E perciò va levando tutte le cose, onde l'uomo interiore si possa pascere; e l'assedia tanto sottilmente, che non vi può passar così minimo bruscolo d'imperfezione, che non sia da lui veduto e abborrito.

6. Quanto alla parte esteriore, perché lo spirito non le corrisponde, resta ancor essa tanto assediata, che non trova cosa in terra, dove si possa refrigerare secondo il suo umano istinto.

Non le resta altro conforto che Dio, il quale opera tutto questo per amore e con gran misericordia, per soddisfare alla giustizia sua.

7. Questa vista le dà gran pace e contentezza; ma questa contentezza non diminuisce però la pena, né l'assedio; né se le potrebbe dar sì gran pena, che volesse uscir di quella divina ordinazione. Non si parte di prigione, né ancor cerca di uscirne, fino a tanto che Dio faccia tutto quello che sarà bisogno. Il mio contento è che Dio sia soddisfatto; né potrei trovare maggior pena, come di uscir fuori dell'ordinazione di Dio: tanto la vedo giusta e con gran misericordia.

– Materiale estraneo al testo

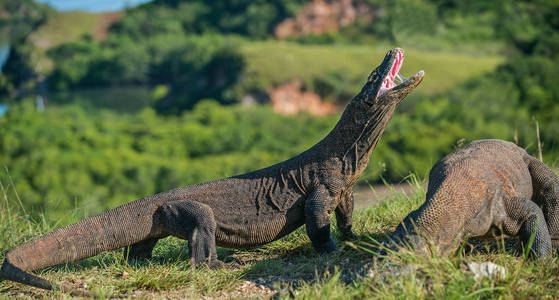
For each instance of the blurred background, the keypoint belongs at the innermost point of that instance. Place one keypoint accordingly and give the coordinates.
(103, 102)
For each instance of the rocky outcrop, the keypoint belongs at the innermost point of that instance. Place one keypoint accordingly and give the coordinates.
(321, 16)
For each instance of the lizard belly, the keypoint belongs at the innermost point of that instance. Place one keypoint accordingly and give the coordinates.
(264, 230)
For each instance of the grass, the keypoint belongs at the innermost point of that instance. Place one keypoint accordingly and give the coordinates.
(289, 268)
(276, 62)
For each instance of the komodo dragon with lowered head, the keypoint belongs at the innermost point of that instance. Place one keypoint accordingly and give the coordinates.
(488, 189)
(241, 211)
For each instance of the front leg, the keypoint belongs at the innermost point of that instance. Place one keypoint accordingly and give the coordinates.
(318, 207)
(546, 194)
(344, 212)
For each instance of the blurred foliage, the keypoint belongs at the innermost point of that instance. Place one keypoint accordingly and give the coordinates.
(193, 67)
(175, 55)
(65, 157)
(244, 17)
(19, 17)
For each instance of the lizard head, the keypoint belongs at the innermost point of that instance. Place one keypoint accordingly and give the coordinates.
(381, 87)
(368, 113)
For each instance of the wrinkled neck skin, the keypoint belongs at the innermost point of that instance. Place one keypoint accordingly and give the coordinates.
(360, 128)
(365, 118)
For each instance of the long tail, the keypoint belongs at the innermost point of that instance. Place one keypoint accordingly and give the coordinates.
(116, 228)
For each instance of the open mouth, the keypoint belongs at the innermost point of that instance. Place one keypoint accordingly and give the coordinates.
(393, 75)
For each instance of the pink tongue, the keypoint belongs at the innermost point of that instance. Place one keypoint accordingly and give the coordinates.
(388, 82)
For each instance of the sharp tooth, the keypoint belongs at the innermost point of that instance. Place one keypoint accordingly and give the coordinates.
(401, 78)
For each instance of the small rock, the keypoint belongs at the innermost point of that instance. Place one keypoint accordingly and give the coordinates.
(486, 270)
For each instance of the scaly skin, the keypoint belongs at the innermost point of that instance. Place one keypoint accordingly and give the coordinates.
(488, 189)
(241, 211)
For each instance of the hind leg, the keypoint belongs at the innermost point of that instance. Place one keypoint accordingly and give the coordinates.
(194, 222)
(546, 194)
(141, 250)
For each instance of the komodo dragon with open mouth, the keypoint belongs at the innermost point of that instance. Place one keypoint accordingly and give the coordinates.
(241, 211)
(488, 189)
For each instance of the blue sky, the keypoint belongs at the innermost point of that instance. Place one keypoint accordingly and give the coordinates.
(92, 5)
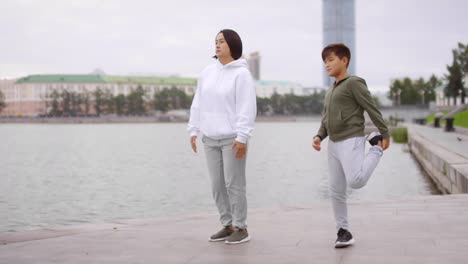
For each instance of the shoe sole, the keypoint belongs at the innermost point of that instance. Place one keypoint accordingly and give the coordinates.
(217, 240)
(344, 244)
(238, 242)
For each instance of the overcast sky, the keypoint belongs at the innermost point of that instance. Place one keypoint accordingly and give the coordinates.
(394, 38)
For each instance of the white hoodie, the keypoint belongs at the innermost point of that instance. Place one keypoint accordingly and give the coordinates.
(225, 103)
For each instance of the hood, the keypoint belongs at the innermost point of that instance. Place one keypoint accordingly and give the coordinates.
(234, 64)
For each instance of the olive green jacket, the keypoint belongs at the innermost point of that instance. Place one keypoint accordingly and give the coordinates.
(343, 114)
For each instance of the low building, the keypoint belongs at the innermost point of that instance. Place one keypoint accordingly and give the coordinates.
(27, 96)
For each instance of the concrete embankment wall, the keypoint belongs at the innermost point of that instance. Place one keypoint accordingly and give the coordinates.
(448, 170)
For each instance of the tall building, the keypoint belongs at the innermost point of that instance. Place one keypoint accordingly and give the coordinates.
(254, 64)
(339, 27)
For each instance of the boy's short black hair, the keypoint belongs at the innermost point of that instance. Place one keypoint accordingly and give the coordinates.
(339, 49)
(234, 42)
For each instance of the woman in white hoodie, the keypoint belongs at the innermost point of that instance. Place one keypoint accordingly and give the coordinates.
(223, 111)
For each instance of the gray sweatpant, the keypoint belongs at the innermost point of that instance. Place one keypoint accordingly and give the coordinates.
(228, 181)
(347, 165)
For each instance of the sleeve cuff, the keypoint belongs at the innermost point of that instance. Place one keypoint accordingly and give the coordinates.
(241, 139)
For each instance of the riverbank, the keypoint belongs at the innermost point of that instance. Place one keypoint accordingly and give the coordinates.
(138, 119)
(443, 155)
(429, 229)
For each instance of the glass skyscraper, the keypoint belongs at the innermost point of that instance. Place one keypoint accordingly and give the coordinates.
(339, 27)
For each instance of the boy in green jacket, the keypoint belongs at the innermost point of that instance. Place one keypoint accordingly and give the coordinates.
(343, 121)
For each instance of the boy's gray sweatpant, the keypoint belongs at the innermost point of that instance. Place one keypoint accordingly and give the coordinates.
(348, 166)
(228, 182)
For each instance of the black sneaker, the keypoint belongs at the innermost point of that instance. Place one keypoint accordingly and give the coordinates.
(240, 235)
(222, 234)
(345, 239)
(374, 138)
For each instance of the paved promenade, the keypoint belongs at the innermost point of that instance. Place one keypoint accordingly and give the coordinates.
(454, 141)
(427, 229)
(431, 229)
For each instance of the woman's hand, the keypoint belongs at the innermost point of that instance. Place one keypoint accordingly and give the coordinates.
(316, 143)
(193, 142)
(241, 149)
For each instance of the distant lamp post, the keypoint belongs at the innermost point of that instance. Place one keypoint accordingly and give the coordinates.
(460, 94)
(422, 96)
(398, 91)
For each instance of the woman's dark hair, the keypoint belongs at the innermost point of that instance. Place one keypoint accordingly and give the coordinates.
(234, 42)
(339, 49)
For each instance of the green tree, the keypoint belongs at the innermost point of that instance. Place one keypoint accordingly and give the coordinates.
(98, 101)
(263, 106)
(108, 102)
(454, 86)
(136, 103)
(431, 86)
(2, 101)
(55, 104)
(120, 104)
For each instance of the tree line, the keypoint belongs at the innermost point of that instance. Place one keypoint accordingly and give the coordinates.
(421, 91)
(102, 101)
(65, 103)
(2, 101)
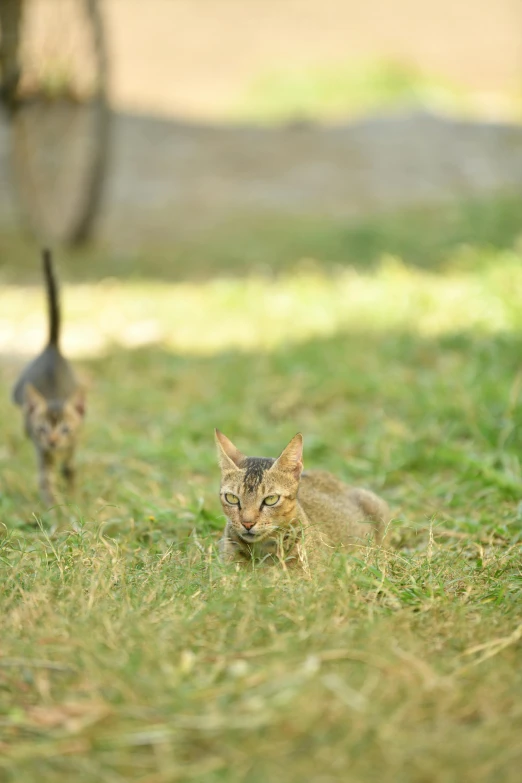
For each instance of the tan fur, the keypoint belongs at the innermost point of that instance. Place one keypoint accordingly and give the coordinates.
(53, 427)
(315, 509)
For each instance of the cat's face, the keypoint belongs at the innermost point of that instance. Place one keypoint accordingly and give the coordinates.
(259, 495)
(52, 428)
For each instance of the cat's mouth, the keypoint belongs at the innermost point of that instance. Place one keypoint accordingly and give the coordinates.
(256, 535)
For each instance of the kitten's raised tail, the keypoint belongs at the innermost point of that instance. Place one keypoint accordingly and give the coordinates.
(52, 298)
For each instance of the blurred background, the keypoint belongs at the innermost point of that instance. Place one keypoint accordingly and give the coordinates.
(227, 110)
(258, 176)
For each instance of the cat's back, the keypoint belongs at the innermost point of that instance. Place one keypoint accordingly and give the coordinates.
(51, 375)
(342, 512)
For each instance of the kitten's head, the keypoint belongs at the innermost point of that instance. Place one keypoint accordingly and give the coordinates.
(259, 494)
(53, 426)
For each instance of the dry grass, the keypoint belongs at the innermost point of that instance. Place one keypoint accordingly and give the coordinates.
(129, 653)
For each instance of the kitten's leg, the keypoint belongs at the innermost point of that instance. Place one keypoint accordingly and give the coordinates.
(69, 470)
(45, 476)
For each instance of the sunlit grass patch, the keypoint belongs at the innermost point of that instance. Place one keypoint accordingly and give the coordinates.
(262, 313)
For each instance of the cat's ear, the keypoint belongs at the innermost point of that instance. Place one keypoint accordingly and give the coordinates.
(33, 400)
(77, 401)
(291, 458)
(228, 455)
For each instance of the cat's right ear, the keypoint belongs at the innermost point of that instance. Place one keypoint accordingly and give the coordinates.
(228, 455)
(33, 399)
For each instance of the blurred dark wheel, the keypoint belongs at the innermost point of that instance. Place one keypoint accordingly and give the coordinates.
(56, 93)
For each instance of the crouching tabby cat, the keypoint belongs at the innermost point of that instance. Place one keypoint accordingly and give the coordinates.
(53, 404)
(276, 512)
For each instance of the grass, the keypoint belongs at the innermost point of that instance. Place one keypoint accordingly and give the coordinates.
(128, 653)
(338, 91)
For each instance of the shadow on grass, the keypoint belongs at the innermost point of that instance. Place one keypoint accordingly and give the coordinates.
(433, 239)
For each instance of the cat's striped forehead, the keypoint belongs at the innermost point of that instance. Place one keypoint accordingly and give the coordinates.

8. Tutte le predette cose le vedo e tocco, ma non so trovar vocaboli convenienti per esprimere quanto vorrei dire; e quello che ne ho detto, lo sento operar dentro spiritualmente, e però l'ho detto.

9. La prigione nella quale mi par essere, è il mondo; il legame, il corpo. E l'anima illuminata dalla grazia, è quella che riconosce l'importanza di essere ritenuta o ritardata, per qualche impedimento, di non poter conseguire il fine suo: e però le dà gran pena, per essere molto delicata.

10. Riceve ancor da Dio per grazia una certa dignità, la quale la fa simile ad esso Dio; anzi la fa con seco una cosa medesima per partecipazione della sua bontà. E siccome a Dio è impossibile che accader possa alcuna pena, così interviene alle anime che si approssimano a lui; e quanto più se gli approssimano, tanto più della sua proprietà ricevono.

11. La ritardazione dunque che trova l'anima, le causa pena intollerabile: la pena e il ritardo, la fanno disforme da quelle proprietà, che essa ha per natura, e che per grazia le son mostrate; e non potendole avere, ed essendone capace, resta con la pena tanto grande, quanto ella stima Dio. La stima è tanto maggiore poi, quanto più conosce; e tanto più conosce quanto più è senza peccato; e l'impedimento resta più terribile, massime che l'anima resta tutta raccolta in Dio, e per non avere alcun impedimento, conosce senza errore.

12. Siccome l'uomo che si lascia ammazzare, prima che offender Dio, sente il morire e gli dà pena; ma il lume di Dio gli dà uno zelo, il quale gli fa più stimare il divino onore che la morte corporale; così l'anima conoscendo l'ordinazione di Dio, stima più quella ordinazione, che non fa tutti i tormenti interiori ed esteriori per terribili che possano essere; e questo perché Dio, per il quale si fa questa opera, eccede ogni cosa che sentire e immaginare si possa.

13. E conciossiaché l'occupazione che Dio dà all'anima di sé, per poca che sia, la tenga tanto in sua Maestà occupata, che di altro non può far stima, perciò perde ogni proprietà, né più vede, parla, né conosce danno o pena in sé propria; ma il tutto, come di sopra è detto, conosce in un istante, quando passa di questa vita.

E finalmente, per conclusione, intendiamo, che Dio fa perdere tutto quello che è dell'uomo, e il Purgatorio lo purifica.